The locals have a lot to smile about in Panama City.
In fact, Panama City brings to mind a smaller version of Miami, the city I’d flown from (the nonstop flight from NYC didn’t get to Tocumen International Airport until 11 p.m. and I wanted to arrive in these new surroundings during daylight), about three hours away.
I headed to the Westin Playa Bonita Panama, one of the latest in a cavalcade of new hotels cropping up around the country. From the air, the towering property (rooms from $265, starwoodhotels.com) looks like a 21st-century spaceship ready to lift off and orbit the earth. Checking in, you’re glad it’s grounded where it is.
The 20-story complex is currently the biggest resort in the country, and each room features a balcony or terrace offering views of the rain forest or ocean and the flotilla of ships waiting to go through the canal. There is a private beach and four pools, including one that runs the length of the property, resembling the canal itself. (The son of Panama’s president recently celebrated his marriage in the hotel’s ballroom, the country’s largest.)

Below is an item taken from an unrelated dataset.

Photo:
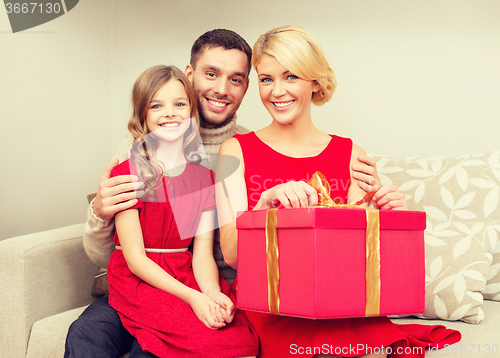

A must for any Panama City itinerary is a visit to the Miraflores Locks, where children and adults can watch boats of all sizes enter or exit the Pacific side of the canal. The four-level complex features viewing stands, a museum (devoted to the history of the canal), dining and shopping venues. Extra party hats and champagne will be trotted out in 2014 to celebrate the canal’s 100th birthday.
Also worth a look is the BioMuseo, the Frank Gehry-designed gem — set to open later this year — that will tell the story of how North and South America were joined (by isthmus) 70 million years ago. Until then, hard-hat tours are offered. Take one. To tour a Gehry building as it’s going up is an experience you’ll remember the rest of your life. His architecture is beyond happy — it’s ecstatic!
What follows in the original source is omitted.